With access to her diaries, biographer WILLIAM PACKER offers fresh insight into the charming rural paintings of the late, great MARY NEWCOMB
Whether as plain drawing or as watercolour, Mary’s works on paper are almost solely concerned with useful subject matter, with the quality of the marks made, effective and captivating as they are, graphic or painterly alike, all but incidental to the business of record in hand.
This great miscellany of information, with its recurrent themes and categories – bridges, locks, church steeples in the distance, birds, insects, animals, gates, people in boats, stiff ladies, men with bikes and bunches of flowers – falls into several distinct kinds, from the fugitive and fragmentary to the detailed and precise. At their most extreme, some are reduced in notation almost to the degree of an ideogram or hieroglyphic, the image registered in a pictorial shorthand all Mary’s own. Her bikes seen scattered on the bank beside the road are hardly exact in the description, but bikes they undoubtedly are. A light aircraft comes in low over a church tower, its image caught with wonderful clarity in no more than three more-or-less vertical and two horizontal lines, a dark blob and a few squiggles. Bouncing down the lane comes a motorbike and sidecar, again reduced in wonderfully effective expression to a single bent horizontal augmented by a few dark vertical blobs. A couple of horses stand alongside a row of low trees.
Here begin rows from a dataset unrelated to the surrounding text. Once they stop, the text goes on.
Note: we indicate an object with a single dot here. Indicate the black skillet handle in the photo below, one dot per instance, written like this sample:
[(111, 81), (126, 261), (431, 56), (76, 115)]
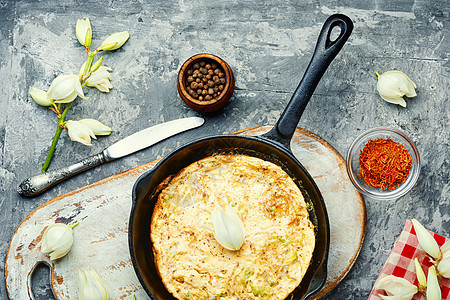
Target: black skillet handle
[(326, 50)]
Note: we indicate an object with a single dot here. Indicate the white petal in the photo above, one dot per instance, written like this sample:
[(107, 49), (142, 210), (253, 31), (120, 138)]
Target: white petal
[(400, 101), (40, 97), (68, 99), (426, 240), (433, 289), (78, 89), (445, 249), (118, 38), (61, 87), (97, 127), (419, 273), (393, 85), (221, 232), (57, 240), (401, 288), (444, 267), (387, 86), (228, 228)]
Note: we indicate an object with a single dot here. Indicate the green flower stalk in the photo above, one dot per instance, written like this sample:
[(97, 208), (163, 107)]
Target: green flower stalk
[(65, 89)]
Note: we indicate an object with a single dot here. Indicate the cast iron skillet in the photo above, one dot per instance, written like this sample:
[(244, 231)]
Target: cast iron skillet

Though described by little more than an extended scribble, they are as clear as could be. The lone pig on the hillside, the fox crossing the field, the cow peering over the field-bank, they were all glimpsed in a passing moment. None stood still: none offered more than a second or two to stamp themselves onto Mary’s retentive visual memory. And what is left, as a record on the page is, in its guileless directness and sophistication, all the more useful, potent and effective for that.